Pink lake or more correctly and officially named, Hutt lagoon is located just behind the main dunes along the road between Northhampton and Kalbarri, about 60km south of Kalbarri and just behind the small town of Gregory. The lake is around 14km long and just over 2km wide, and as the official name suggests it’s not that far from the Principality of Hutt River, which is an independent sovereign state having succeeded from Australia in 1970.
The interesting aspect of the lake, why is it pink? It’s all because of algae, a carotenoid producing algae which gives the colour hue to the lake because of the beta-carotene being produced. Beta-carotene is used as a food colouring and also as a source of vitamin A, and the lake has the worlds largest micro algae production plant with 620 acres of artificial ponds to grow and harvest the algae.
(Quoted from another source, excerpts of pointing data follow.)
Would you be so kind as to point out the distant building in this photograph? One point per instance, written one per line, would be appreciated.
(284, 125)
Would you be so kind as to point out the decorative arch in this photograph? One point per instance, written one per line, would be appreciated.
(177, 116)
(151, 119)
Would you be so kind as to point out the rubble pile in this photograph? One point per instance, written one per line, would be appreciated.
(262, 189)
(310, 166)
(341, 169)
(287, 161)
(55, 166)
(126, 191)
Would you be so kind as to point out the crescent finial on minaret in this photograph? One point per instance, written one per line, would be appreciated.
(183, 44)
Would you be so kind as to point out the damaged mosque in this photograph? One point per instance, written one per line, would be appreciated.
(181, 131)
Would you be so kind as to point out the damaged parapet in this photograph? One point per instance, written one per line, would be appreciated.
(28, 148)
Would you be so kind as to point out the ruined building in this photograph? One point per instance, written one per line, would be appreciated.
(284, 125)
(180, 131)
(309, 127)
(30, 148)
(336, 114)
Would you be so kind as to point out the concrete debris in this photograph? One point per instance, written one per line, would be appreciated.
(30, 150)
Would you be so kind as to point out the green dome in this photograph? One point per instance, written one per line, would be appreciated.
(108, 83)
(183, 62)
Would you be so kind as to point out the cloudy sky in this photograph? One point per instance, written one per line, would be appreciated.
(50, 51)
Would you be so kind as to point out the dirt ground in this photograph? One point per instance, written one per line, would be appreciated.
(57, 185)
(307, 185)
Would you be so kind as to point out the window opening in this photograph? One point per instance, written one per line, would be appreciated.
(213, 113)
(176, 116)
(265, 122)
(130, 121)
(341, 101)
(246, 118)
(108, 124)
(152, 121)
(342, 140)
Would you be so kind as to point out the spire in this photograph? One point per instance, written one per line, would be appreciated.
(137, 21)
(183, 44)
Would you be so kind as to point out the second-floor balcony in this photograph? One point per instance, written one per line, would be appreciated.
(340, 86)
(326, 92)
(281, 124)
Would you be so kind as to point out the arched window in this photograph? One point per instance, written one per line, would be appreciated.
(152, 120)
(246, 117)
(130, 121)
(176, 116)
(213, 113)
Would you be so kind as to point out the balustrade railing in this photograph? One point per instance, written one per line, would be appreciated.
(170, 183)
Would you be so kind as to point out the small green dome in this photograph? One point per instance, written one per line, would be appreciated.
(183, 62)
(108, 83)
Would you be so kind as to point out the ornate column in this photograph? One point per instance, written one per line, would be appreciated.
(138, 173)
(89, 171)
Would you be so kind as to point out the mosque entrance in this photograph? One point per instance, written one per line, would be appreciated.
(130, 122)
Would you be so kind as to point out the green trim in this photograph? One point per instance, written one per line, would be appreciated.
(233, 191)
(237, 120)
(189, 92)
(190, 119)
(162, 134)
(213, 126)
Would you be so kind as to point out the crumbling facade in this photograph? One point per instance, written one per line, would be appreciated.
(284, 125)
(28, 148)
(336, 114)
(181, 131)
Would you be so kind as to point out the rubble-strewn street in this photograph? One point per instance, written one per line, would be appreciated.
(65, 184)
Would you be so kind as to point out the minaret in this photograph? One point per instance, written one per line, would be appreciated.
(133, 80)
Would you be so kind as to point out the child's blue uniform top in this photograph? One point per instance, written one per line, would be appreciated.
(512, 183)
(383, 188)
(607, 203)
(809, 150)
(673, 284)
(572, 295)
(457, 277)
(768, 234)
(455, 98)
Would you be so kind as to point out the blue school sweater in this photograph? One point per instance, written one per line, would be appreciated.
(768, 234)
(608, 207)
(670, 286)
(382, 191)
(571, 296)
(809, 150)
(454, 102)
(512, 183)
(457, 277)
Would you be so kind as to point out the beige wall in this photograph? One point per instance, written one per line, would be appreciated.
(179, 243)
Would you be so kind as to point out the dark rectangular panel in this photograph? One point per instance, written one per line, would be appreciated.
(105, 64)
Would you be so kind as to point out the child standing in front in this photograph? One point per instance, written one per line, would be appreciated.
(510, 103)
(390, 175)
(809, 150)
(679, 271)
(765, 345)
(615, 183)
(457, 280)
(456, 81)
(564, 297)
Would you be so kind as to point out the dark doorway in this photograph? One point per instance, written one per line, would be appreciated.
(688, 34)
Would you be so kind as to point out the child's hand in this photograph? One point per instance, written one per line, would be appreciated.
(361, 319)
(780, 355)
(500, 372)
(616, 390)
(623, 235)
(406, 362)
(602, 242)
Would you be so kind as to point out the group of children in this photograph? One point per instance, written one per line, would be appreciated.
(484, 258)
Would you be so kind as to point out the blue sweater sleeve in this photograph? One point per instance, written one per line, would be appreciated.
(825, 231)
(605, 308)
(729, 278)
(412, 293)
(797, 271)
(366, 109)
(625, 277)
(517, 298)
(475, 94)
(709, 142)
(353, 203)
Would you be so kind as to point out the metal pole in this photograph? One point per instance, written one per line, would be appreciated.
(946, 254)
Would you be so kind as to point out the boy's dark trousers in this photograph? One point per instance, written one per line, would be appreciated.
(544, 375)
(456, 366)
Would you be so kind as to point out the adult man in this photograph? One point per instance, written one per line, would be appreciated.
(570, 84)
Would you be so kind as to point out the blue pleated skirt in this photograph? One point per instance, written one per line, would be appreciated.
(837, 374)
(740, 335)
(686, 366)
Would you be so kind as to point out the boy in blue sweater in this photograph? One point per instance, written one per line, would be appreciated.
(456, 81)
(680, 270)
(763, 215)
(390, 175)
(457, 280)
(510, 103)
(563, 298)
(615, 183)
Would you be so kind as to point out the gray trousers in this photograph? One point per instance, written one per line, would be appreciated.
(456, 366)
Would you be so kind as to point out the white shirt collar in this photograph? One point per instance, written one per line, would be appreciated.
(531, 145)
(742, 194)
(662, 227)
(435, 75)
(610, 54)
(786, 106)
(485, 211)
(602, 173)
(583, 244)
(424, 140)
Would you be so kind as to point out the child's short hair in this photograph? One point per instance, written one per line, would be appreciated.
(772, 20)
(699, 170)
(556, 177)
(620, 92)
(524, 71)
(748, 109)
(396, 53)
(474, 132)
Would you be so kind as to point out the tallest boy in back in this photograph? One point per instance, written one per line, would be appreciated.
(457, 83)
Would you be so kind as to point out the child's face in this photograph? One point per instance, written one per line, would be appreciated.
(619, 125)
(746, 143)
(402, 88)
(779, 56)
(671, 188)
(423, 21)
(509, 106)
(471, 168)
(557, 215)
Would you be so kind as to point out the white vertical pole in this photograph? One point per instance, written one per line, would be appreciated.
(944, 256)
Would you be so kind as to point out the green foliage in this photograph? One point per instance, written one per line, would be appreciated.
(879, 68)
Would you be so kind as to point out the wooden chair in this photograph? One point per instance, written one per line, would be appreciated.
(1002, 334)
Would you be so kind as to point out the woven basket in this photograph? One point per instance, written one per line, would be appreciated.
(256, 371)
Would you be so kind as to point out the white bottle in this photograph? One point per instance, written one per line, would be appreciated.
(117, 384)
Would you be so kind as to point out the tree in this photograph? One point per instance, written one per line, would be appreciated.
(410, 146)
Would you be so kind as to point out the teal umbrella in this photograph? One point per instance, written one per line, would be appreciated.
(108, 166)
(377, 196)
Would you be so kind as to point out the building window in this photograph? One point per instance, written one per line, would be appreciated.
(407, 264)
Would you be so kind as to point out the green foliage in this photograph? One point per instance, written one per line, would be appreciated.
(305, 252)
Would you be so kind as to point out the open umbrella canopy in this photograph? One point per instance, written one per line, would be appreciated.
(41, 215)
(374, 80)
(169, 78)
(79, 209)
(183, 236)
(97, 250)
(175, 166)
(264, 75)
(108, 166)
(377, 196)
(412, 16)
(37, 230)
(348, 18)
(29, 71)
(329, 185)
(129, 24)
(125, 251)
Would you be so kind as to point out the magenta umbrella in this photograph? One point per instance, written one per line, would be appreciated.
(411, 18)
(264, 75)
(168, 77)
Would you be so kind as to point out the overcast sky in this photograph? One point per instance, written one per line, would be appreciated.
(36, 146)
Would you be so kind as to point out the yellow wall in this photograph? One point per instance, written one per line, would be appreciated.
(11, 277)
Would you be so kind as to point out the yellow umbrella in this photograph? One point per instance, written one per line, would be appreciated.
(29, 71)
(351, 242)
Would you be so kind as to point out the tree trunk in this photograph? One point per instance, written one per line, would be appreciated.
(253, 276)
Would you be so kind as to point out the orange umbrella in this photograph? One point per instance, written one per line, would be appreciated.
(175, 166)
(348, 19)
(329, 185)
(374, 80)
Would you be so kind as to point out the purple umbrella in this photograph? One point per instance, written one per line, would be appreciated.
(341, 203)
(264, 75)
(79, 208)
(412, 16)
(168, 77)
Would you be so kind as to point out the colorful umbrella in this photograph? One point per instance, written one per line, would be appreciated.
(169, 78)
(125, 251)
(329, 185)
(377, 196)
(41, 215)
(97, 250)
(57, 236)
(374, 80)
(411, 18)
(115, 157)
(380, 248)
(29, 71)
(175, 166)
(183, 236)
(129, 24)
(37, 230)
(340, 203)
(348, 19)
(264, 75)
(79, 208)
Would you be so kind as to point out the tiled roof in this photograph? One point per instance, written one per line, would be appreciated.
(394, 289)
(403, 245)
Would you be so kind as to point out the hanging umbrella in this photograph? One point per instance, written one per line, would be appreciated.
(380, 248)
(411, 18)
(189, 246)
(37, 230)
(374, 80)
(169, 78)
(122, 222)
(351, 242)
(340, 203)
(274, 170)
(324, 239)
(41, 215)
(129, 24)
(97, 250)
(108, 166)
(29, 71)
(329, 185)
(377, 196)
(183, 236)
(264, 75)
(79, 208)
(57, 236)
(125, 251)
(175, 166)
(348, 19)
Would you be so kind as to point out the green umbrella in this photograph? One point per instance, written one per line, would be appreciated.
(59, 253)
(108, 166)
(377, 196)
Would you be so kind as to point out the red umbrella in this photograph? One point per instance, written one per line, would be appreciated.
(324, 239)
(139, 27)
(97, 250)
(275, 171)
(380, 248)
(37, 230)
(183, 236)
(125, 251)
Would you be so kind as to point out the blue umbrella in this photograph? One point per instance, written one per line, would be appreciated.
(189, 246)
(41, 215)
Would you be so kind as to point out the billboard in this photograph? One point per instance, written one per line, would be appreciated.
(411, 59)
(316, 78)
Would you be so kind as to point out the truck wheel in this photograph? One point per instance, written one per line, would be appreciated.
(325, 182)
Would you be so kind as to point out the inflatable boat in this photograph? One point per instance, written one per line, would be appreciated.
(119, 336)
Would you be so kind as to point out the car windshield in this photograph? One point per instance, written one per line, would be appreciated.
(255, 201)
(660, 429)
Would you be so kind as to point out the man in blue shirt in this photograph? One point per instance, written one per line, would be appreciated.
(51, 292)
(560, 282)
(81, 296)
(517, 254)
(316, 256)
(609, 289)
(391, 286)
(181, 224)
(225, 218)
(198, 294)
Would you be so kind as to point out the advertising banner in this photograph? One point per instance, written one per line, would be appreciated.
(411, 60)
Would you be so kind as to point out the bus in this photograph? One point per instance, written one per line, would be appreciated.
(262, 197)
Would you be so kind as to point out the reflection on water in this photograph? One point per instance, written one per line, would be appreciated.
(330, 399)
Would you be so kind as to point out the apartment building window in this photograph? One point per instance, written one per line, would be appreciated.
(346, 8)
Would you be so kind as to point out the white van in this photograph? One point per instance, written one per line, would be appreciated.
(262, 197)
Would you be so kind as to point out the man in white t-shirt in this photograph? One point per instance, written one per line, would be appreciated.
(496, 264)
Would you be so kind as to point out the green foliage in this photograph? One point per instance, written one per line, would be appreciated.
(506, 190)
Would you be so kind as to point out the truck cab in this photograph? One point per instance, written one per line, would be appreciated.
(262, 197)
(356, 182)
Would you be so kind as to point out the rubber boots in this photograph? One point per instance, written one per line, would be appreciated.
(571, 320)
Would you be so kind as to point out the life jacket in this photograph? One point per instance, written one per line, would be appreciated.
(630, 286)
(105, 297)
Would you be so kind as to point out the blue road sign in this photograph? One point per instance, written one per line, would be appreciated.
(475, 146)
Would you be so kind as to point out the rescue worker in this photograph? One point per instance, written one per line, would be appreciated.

You can clearly see difference within the different ponds in the image above, the area closest has obviously been harvested reasonably recently removing all the colour from the water. The southern end of the lake is far more natural and not farmed commercially or filled with pond banks.
Here you can see a small pond next to the main lake and it’s perfectly clear, not a hint of any colour within it while the main lake within just a couple of metres is bright pink. I was lucky on the day that it was quite colourful because evidently it changes all the time and often people are disappointed to find there’s no colour in the lake at all.
The lake was also earmarked very early on as a possible source of quality salt, winning commendations in the late 1800’s and in the early 1900’s it produced 4000 tons of salt a year employing up to 50 people seasonally. Check out the salt flakes in the following picture, I was tempted to collect some and I might get some while on my way back past there if I travel the same way.
Yet another interesting aspect of the lake, it provides a commercial supply of Artemia parthenogenetica – brine shrimp. Artemia are used within the aquarium industry as well as the commercial aquaculture industry as feed and feed supplements.
I was almost tempted to take a dip but evidently it’s only a about 2 feet deep.